Use of Analytical Tools Will Increase
Despite privacy concerns, companies will increase their use of analytical tools to monitor employees for compliance and anti-corruption. Organizations with mature ethics and compliance programs need an integrated platform to track multiple regulatory changes, tie them to business processes, conduct an impact assessment, gain in-depth compliance risk intelligence, streamline policies and procedures, and track multiple compliance metrics. They should be able to monitor ethics and compliance risks in real time to proactively spot the inconsistencies. There is a huge demand for innovative analytical solutions but the problem is finding the right solution that caters to each organization’s specific ethics and compliance requirements.
Ethics and Compliance Rules Will Be Tightened
While there is an overall trend towards deregulation in the US and other western countries, ethics and compliance rules will be tightened, and companies doing business with government entities will be required to renew their focus on anti-bribery training.
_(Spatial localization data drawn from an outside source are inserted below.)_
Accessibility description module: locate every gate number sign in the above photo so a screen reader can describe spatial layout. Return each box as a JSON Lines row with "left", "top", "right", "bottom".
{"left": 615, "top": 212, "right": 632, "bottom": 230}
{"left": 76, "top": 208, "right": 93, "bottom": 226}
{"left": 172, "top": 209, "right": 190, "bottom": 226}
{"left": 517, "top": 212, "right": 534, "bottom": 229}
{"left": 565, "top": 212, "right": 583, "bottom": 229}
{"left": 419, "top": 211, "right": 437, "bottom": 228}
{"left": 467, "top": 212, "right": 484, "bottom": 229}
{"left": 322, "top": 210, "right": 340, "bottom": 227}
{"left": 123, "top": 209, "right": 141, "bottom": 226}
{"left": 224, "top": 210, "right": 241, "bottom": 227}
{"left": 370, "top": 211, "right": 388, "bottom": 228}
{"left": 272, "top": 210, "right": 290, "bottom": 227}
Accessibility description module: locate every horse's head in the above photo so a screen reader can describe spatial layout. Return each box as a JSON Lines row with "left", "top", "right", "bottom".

The recent tweaking of ISO 37001 (The International Standards Organization’s Anti-bribery Management Systems - Requirements with Guidance for Use), in October 2016 also indicates that globally, anti-bribery and anti-corruption enforcement will be made more stringent.
Enterprises Will More Rigorously Monitor Their Fourth Parties
Extended supply chains and greater reliance on cloud providers mean that what used to be third parties when a process was managed in-house, have become fourth parties. This shift requires that enterprises ensure that their business partners and suppliers are rigorous in monitoring their own third parties. Suppliers, and especially IT and cloud service providers, will be expected to provide strong attestations that their own third-party monitoring programs are effective. In some cases, where risks from business disruption are exceptionally impactful, enterprises will ensure an additional level of direct monitoring of high risk fourth parties.